Persoalan Hyper Regulation di Indonesia

Oleh: Sudarto

(Internship Advokat Konstitusi)

Kondisi perundang-undangan Indonesia pasca era reformasi 1998 mengalami gejala hyper regulation, yaitu suatu keadaan dimana banyak sekali peraturan perundang-undangan (terutama undang-undang) yang dibentuk untuk mengatasi setiap permasalahan tanpa mempertimbangkan apakah peraturan perundang-undangan tersebut dibutuhkan dalam rangka mendukung prioritas pembangunan dan apakah substansinya sudah diatur oleh peraturan perundang-undangan sektor lainnya.
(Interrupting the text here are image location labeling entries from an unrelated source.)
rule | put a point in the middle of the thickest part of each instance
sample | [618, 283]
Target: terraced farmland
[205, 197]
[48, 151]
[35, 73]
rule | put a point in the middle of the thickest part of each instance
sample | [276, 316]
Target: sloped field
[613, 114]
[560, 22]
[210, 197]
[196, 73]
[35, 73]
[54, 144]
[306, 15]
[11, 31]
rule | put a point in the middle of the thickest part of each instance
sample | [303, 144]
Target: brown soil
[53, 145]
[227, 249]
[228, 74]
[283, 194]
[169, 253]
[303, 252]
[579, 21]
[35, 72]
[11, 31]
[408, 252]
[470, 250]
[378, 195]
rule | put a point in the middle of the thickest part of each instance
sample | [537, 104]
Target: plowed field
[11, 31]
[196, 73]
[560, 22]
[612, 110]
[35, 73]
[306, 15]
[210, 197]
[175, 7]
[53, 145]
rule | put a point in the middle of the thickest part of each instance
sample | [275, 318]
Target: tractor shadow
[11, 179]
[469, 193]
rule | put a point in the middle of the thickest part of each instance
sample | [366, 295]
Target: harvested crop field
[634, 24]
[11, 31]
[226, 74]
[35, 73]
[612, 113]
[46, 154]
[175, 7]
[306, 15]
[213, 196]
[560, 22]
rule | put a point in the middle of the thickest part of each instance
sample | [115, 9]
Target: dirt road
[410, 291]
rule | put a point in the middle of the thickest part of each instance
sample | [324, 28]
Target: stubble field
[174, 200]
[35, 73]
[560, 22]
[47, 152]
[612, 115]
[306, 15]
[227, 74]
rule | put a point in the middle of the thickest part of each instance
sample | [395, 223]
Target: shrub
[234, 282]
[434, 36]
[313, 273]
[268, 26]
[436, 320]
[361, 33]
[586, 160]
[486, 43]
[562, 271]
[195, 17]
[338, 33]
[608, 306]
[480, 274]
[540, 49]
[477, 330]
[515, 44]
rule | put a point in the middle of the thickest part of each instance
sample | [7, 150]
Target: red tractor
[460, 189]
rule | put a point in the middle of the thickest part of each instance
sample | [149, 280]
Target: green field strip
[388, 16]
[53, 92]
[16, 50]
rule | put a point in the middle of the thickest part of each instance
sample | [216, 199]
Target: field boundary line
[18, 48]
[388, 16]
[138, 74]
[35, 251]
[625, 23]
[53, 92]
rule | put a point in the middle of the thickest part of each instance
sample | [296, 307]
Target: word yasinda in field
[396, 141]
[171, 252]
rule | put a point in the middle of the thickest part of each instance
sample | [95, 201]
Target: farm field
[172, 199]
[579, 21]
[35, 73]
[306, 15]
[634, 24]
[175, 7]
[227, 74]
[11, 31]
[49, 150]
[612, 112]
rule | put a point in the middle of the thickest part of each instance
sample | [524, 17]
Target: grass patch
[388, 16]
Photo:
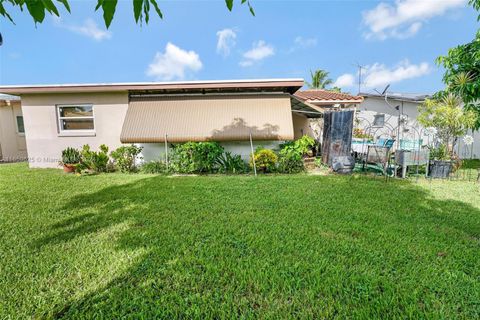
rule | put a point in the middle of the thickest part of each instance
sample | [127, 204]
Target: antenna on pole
[360, 68]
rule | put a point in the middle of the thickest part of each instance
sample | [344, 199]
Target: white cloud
[174, 63]
[379, 75]
[302, 43]
[225, 41]
[260, 50]
[404, 18]
[305, 42]
[89, 28]
[344, 81]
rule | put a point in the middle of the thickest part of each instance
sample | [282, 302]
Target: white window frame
[67, 132]
[378, 115]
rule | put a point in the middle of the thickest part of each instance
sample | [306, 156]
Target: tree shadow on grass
[279, 247]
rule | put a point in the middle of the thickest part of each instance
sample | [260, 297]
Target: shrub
[290, 161]
[71, 156]
[195, 157]
[361, 134]
[156, 167]
[124, 157]
[228, 163]
[265, 160]
[292, 153]
[94, 161]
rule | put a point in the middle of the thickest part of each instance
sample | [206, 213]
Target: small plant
[154, 167]
[265, 160]
[360, 134]
[304, 144]
[228, 163]
[449, 120]
[94, 161]
[290, 161]
[124, 158]
[70, 156]
[440, 153]
[292, 153]
[196, 157]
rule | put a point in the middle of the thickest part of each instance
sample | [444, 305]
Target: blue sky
[397, 41]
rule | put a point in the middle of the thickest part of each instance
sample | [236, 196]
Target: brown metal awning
[229, 117]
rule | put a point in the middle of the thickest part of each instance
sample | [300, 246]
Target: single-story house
[12, 130]
[379, 116]
[151, 114]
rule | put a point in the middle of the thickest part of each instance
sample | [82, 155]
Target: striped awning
[183, 118]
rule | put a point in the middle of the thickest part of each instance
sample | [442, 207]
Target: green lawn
[236, 247]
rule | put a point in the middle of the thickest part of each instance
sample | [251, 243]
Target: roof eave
[288, 85]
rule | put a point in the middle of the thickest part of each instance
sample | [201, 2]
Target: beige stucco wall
[45, 144]
[12, 143]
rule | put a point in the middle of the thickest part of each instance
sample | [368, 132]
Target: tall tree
[141, 8]
[319, 79]
[462, 71]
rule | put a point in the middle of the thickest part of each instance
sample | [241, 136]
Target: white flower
[430, 131]
[468, 140]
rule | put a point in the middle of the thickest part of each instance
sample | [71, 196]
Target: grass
[133, 246]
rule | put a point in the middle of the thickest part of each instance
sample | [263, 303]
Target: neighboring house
[324, 100]
[149, 114]
[12, 130]
[380, 115]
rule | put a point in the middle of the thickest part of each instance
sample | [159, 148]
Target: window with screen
[75, 118]
[379, 120]
[20, 125]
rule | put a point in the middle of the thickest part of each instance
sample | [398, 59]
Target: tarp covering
[208, 118]
[337, 135]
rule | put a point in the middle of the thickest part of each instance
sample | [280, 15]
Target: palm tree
[320, 79]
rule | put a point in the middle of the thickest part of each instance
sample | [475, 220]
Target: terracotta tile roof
[321, 95]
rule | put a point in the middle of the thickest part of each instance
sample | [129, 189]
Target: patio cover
[228, 117]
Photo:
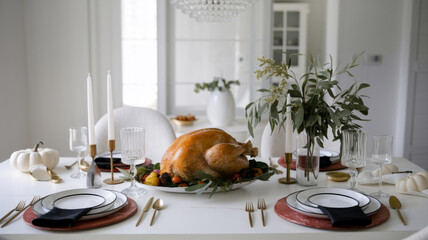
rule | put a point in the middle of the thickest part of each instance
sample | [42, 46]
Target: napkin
[58, 217]
[352, 216]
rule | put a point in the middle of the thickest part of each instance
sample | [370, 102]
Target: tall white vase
[221, 108]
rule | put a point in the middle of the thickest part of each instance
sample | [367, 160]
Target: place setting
[332, 208]
[79, 209]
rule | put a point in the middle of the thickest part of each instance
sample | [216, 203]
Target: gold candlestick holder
[111, 180]
[287, 180]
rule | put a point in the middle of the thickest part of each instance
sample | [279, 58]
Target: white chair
[159, 132]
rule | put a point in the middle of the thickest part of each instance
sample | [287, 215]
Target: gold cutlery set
[20, 208]
[158, 205]
[250, 208]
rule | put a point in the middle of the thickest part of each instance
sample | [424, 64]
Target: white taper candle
[288, 128]
[91, 127]
[110, 108]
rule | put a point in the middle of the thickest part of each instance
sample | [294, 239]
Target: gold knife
[146, 208]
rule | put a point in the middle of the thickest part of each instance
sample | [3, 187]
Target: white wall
[376, 27]
[13, 87]
[47, 48]
[57, 65]
[46, 51]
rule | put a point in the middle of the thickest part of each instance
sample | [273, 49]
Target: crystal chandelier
[212, 10]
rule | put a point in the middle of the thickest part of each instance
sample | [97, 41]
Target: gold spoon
[158, 205]
[84, 165]
[396, 204]
[54, 178]
[71, 165]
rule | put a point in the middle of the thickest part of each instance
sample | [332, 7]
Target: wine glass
[382, 152]
[78, 144]
[353, 153]
[133, 152]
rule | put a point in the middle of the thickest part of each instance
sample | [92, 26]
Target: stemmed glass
[382, 152]
[133, 152]
[353, 153]
[78, 144]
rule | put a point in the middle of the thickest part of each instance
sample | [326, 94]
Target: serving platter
[182, 189]
[120, 202]
[291, 201]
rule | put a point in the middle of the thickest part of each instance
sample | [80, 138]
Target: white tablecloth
[189, 217]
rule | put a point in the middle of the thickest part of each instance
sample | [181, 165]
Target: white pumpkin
[23, 160]
[414, 183]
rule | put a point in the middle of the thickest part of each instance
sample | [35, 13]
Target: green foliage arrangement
[310, 110]
[215, 84]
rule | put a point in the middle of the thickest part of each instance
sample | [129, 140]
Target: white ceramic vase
[221, 108]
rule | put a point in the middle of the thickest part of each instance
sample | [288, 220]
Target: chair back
[159, 132]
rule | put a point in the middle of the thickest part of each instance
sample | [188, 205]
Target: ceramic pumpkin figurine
[23, 160]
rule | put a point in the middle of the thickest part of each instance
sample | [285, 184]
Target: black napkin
[352, 216]
[58, 217]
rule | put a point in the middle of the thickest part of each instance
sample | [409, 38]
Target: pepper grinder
[93, 177]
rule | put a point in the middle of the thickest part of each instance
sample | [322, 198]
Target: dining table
[221, 216]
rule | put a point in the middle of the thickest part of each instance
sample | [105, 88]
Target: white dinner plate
[291, 201]
[332, 200]
[110, 197]
[302, 197]
[182, 189]
[120, 202]
[79, 201]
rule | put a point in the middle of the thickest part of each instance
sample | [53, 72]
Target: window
[204, 50]
[139, 53]
[194, 52]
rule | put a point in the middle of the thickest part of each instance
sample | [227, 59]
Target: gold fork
[35, 199]
[249, 208]
[262, 206]
[18, 207]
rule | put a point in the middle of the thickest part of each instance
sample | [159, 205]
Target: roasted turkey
[210, 150]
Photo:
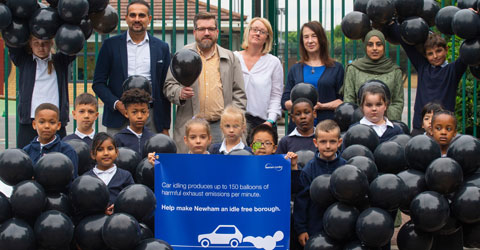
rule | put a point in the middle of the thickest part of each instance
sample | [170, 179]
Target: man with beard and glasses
[220, 83]
[135, 52]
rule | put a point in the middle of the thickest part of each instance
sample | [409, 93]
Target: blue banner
[223, 201]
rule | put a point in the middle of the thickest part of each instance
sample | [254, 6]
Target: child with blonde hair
[233, 124]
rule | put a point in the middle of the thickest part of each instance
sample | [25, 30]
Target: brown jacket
[233, 93]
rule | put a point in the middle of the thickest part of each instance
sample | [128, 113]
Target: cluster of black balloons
[415, 18]
[70, 22]
[47, 209]
[359, 200]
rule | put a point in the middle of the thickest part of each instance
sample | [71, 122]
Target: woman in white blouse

Kondisi hyper regulation menyebabkan terjadinya alienasi hukum, yaitu hukum makin terasing dari masyarakatnya sendiri. Alineasi itu muncul ketika semakin banyak aturan, namun peraturan tersebut tidak efektif, artinya aturan tersebut tidak bisa ditegakkan.(Ahmad Ulil Aedi: JIKH, 2020)
Selain itu, dalam tataran implementasi penataan peraturan perundang-undangan menimbulkan permasalahan saling tumpang tindih (overlapping), disharmoni, maupun menimbulkan konflik akibat adanya hyper regulation. Meminjam istilah Richard Suskind, menyebutkan bahwa hyper regulations atau obesitas hukum penyebabnya adalah penyusunan regulasi yang tidak dilakukan secara terstruktur, sistematis, masif dan tumpang tindih antara peraturan yang satu dengan peraturan yang lainnya. Akibatnya, produk regulasi menimbulkan ketidakpastian dan kesenjangan perlakuan dihadapan hukum.(Roni Sulistyanto Luhukay, et. al.: Jatiswar, 2019)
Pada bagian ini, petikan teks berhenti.